Em outras palavras, a sátira do filme ecoa na realidade atual, onde até mesmo uma paródia de música inofensiva pode ser considerada ofensiva por alguns. A linha entre a sátira e a realidade parece continuar a se embaraçar.
A oposição
Spartan, mesmo nutrindo um profundo desprezo por muitos aspectos da nova sociedade, começa a notar a emergência de rebeldes que desafiam essa ordem estabelecida.
Os “rebeldes sem chip” do filme, que são completamente marginalizados pela sociedade, trazem à mente os indivíduos não vacinados de hoje, que enfrentam restrições de acesso a áreas públicas devido à ausência de passaportes de vacinação.

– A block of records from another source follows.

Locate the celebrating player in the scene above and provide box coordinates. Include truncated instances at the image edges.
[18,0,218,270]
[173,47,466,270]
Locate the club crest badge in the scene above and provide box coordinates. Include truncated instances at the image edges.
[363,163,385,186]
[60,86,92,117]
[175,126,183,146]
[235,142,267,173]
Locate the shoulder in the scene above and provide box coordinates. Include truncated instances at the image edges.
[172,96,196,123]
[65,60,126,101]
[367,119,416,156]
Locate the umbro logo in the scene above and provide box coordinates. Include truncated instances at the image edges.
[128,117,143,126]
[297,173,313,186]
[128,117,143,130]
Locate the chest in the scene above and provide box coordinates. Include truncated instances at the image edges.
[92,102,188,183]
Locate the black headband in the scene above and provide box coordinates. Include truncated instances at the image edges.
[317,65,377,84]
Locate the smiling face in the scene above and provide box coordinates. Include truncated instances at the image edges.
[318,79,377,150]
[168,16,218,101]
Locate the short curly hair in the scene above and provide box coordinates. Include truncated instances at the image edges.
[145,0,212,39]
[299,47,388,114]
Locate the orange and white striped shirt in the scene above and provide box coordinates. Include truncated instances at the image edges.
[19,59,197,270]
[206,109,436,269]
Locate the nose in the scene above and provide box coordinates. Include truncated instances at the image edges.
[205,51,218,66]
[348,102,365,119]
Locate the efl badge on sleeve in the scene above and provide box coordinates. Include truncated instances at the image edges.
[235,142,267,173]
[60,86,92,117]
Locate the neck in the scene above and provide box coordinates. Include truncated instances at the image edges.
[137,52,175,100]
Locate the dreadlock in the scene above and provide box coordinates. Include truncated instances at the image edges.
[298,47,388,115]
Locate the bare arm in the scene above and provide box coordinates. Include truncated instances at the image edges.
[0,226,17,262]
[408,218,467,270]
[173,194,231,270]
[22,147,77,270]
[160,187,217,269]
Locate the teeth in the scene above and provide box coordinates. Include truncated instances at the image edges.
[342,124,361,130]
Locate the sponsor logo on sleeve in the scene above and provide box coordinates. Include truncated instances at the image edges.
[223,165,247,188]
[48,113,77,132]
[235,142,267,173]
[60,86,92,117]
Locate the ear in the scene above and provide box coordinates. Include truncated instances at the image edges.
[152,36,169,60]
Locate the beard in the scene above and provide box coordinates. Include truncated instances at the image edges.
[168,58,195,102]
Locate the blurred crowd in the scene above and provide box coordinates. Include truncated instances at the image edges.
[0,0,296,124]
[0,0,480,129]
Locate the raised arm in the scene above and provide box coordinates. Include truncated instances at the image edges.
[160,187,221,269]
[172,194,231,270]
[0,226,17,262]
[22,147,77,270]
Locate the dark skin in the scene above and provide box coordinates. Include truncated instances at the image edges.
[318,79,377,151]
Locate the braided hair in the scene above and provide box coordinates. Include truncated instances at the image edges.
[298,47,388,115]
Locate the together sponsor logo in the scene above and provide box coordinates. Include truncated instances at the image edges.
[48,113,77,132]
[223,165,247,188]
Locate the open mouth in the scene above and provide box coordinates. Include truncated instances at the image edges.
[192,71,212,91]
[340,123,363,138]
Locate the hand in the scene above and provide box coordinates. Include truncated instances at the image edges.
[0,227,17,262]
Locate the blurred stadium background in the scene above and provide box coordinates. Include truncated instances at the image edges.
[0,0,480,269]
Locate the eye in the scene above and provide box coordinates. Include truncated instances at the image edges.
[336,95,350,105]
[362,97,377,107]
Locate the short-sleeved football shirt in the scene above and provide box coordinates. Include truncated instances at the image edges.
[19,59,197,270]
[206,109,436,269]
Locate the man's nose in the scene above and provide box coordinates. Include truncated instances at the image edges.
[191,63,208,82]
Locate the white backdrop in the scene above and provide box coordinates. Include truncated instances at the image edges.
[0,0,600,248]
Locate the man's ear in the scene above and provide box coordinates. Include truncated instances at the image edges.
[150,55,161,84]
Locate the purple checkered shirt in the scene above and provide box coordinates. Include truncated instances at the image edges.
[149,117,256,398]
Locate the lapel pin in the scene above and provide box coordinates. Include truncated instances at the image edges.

Além disso, esses rebeldes evocam a lembrança daqueles que, no passado, foram marginalizados por buscar as liberdades que floresceram no século 20. No clímax do filme, John Spartan confronta e derrota Simon Phoenix.
Com a morte de Phoenix, a sociedade se vê diante da perspectiva de um novo mundo, liberado das leis opressivas de Dr. Cocteau.
Nesse momento crucial, o personagem interpretado por Sylvester Stallone oferece conselhos de grande impacto ao mundo, como seria de se esperar. Ele aconselha aqueles que estão dispostos a lutar pelo que é certo a se permitirem “ficar um pouco sujos.”
A mensagem aqui é clara: em situações complexas e desafiadoras, a pureza das intenções pode ceder espaço para ações que podem parecer ambíguas, mas que são necessárias para a causa justa.
Os rebeldes, portanto, são incitados a “serem mais limpos,” sugerindo que a resistência extrema frequentemente se origina da opressão extrema.
O filme captura uma dinâmica que encontra ressonância na sociedade atual. O crescimento do extremismo e a aceitação mais ampla de posições radicais são aspectos da realidade contemporânea.
Como o filme previu e explorou, a busca por liberdade e mudança muitas vezes culmina em expressões mais enérgicas quando as pressões opressivas atingem um ponto crítico. Essa realidade, tão habilmente retratada em “Demolition Man”, permanece relevante em nossa sociedade atual.
Em resumo
“Demolition Man” de fato oferece uma visão notável e premonitória de muitos elementos que hoje são parte de nossa realidade. O filme, produzido em 1993, conseguiu capturar de maneira impressionante certos aspectos que, com o passar dos anos, se materializaram em nossa sociedade.
A previsão do uso generalizado de biometria e inteligência artificial, a proliferação de grandes corporações em detrimento de pequenos negócios, a existência de veículos elétricos autônomos semelhantes aos modelos da Tesla, bem como a comunicação com dispositivos tipo Alexa/Siri, todos esses elementos eram aspectos da ficção científica em 1993, mas encontraram seu lugar na realidade de 2022.
A pandemia de COVID-19 certamente acelerou a implementação de certas medidas de controle e monitoramento, dando mais poder a profissionais de saúde e levando a uma adoção mais ampla de tecnologias como microchips e códigos QR para rastreamento e verificação.
A censura de ideias e comportamentos divergentes, assim como a crescente sensibilidade em relação a questões de gênero, também são reflexos de tendências sociais e tecnológicas que o filme antecipou de maneira notável.
No entanto, é importante observar que a realidade é complexa e multifacetada. Enquanto “Demolition Man” capturou com precisão muitos elementos, há nuances e diferenças na forma como esses aspectos se desenvolveram.
Embora o filme tenha oferecido uma visão intrigante, nem todos os elementos da sua visão futurista se materializaram exatamente da mesma forma.
Portanto, enquanto a obra cinematográfica foi surpreendentemente profética em muitos aspectos, é igualmente importante manter um olhar crítico sobre as semelhanças e diferenças entre a ficção e a realidade, bem como a complexidade dos fatores que moldaram nosso mundo atual.